To investigate the action mechanisms of aspartic acid, luciferase reporter assays for AP-1, NF-κB, or CRE were conducted. As shown in Fig 5A, 5B, and 5C, while aspartic acid had no effect on the UVA-induced activation of the NF-κB promoter, activation of AP-1 and CRE by UVA irradiation was reduced. These results suggest that aspartic acid attenuated UVA-induced production of PGE2 through inhibition of AP-1 activity. Therefore, we further investigated the effects of aspartic acid on three types of MAPKs (JNK, p42/44 MAPK, and p38 MAPK). The levels of phospho-SAPK/JNK (Thr183/Tyr185), phospho-p38 MAPK (Thr180/Tyr182), JNK, and p38 MAPK were measured using a PathScan Inflammation Multi-Target Sandwich enzyme linked immunosorbent assay (ELISA) Kit (Cell Signaling Technology, Danvers, MA, USA).
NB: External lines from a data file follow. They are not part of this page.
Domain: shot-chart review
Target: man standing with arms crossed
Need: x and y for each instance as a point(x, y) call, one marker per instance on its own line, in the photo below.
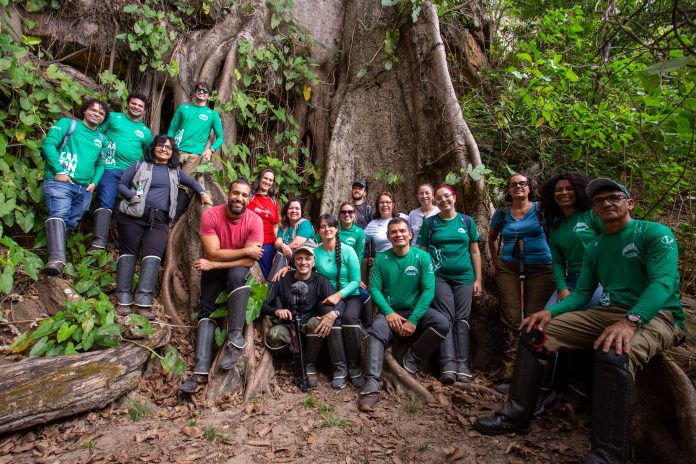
point(639, 316)
point(127, 139)
point(231, 237)
point(402, 286)
point(191, 128)
point(73, 153)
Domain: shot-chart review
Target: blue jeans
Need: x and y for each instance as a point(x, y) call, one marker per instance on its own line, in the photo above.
point(571, 281)
point(66, 201)
point(108, 188)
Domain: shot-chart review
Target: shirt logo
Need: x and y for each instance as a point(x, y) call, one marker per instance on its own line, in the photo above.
point(631, 251)
point(580, 227)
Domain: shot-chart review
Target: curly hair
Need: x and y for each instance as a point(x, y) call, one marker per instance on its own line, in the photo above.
point(533, 185)
point(149, 155)
point(284, 212)
point(331, 221)
point(552, 212)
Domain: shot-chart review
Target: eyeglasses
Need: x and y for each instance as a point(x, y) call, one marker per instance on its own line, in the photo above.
point(522, 183)
point(612, 199)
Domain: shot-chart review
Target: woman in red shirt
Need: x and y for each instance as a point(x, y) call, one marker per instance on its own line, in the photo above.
point(265, 205)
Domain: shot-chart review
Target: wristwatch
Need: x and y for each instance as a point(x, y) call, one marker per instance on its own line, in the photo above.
point(634, 319)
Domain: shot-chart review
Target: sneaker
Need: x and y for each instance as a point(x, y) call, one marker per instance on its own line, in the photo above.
point(368, 402)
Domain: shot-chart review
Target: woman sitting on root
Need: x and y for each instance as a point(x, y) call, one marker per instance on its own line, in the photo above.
point(150, 190)
point(451, 238)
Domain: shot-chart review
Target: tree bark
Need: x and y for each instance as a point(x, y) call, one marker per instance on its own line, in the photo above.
point(38, 390)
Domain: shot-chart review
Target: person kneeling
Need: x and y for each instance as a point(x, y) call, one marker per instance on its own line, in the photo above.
point(402, 286)
point(306, 291)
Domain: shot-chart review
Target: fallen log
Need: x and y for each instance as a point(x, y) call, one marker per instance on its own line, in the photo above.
point(38, 390)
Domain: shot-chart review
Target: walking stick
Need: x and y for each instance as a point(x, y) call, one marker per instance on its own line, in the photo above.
point(523, 277)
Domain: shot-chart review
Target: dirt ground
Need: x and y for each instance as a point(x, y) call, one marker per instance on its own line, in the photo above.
point(153, 424)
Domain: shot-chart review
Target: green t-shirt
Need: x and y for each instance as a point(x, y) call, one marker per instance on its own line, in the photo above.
point(403, 282)
point(80, 158)
point(638, 269)
point(304, 229)
point(127, 141)
point(449, 247)
point(325, 263)
point(191, 127)
point(354, 237)
point(568, 240)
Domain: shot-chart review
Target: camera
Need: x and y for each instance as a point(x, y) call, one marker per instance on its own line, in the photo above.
point(298, 294)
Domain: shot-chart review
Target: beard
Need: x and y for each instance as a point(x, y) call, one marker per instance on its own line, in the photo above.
point(235, 209)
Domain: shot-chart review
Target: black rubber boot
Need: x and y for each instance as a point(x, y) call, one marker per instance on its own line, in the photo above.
point(374, 359)
point(334, 342)
point(614, 395)
point(149, 275)
point(312, 346)
point(102, 221)
point(352, 340)
point(204, 355)
point(125, 269)
point(237, 302)
point(461, 347)
point(448, 366)
point(516, 413)
point(55, 238)
point(421, 349)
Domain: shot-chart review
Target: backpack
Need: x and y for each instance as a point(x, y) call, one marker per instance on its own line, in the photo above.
point(463, 220)
point(73, 126)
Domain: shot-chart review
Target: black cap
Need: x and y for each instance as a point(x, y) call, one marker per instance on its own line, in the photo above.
point(602, 182)
point(360, 182)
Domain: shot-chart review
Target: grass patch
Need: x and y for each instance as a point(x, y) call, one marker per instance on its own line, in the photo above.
point(211, 434)
point(138, 410)
point(309, 401)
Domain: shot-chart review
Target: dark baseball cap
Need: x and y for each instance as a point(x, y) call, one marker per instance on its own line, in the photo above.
point(360, 182)
point(602, 183)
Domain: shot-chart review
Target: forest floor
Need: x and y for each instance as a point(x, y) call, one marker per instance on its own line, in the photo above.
point(154, 424)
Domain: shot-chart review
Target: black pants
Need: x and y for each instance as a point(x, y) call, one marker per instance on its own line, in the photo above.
point(215, 281)
point(149, 233)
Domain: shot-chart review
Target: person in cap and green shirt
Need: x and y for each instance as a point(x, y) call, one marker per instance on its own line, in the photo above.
point(639, 316)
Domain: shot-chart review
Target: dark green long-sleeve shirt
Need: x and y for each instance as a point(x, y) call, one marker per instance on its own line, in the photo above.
point(638, 269)
point(403, 282)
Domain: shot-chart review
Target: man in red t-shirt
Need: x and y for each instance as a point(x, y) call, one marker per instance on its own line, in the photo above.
point(231, 237)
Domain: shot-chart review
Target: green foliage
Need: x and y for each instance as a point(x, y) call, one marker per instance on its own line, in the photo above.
point(559, 99)
point(268, 83)
point(152, 36)
point(84, 324)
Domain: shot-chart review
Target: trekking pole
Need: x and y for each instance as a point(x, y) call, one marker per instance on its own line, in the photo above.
point(523, 277)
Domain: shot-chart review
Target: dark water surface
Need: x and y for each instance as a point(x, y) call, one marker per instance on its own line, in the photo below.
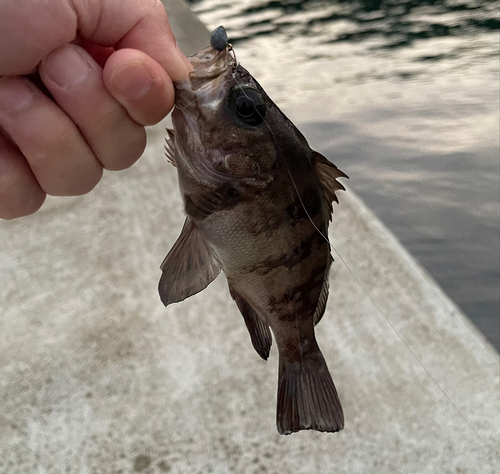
point(404, 97)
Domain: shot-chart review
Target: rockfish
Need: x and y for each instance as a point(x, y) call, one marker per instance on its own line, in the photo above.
point(258, 202)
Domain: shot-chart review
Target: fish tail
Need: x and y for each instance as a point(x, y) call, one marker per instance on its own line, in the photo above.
point(307, 398)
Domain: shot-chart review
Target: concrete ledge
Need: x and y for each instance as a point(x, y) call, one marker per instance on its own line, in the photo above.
point(97, 377)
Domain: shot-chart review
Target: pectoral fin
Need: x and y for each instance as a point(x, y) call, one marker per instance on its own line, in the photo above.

The levels of phospho-p42/44 MAPK (Thr202/Tyr204) and p42/44 MAPK expression were also determined using a PathScan Cell Growth Multi-Target Sandwich ELISA Kit (Cell Signaling Technology, Danvers, MA, USA).

Among the three types of MAPKs evaluated, the activities of JNK and p42/44 MAPK, but not p38 MAPK, were reduced by aspartic acid when compared to the UVA-irradiated controls (Fig 5D). Collectively, these results suggest that aspartic acid attenuates the UVA-induced reduction of stemness by reducing the production of PGE2 and cAMP via the inhibition of JNK and p42/44 MAPK.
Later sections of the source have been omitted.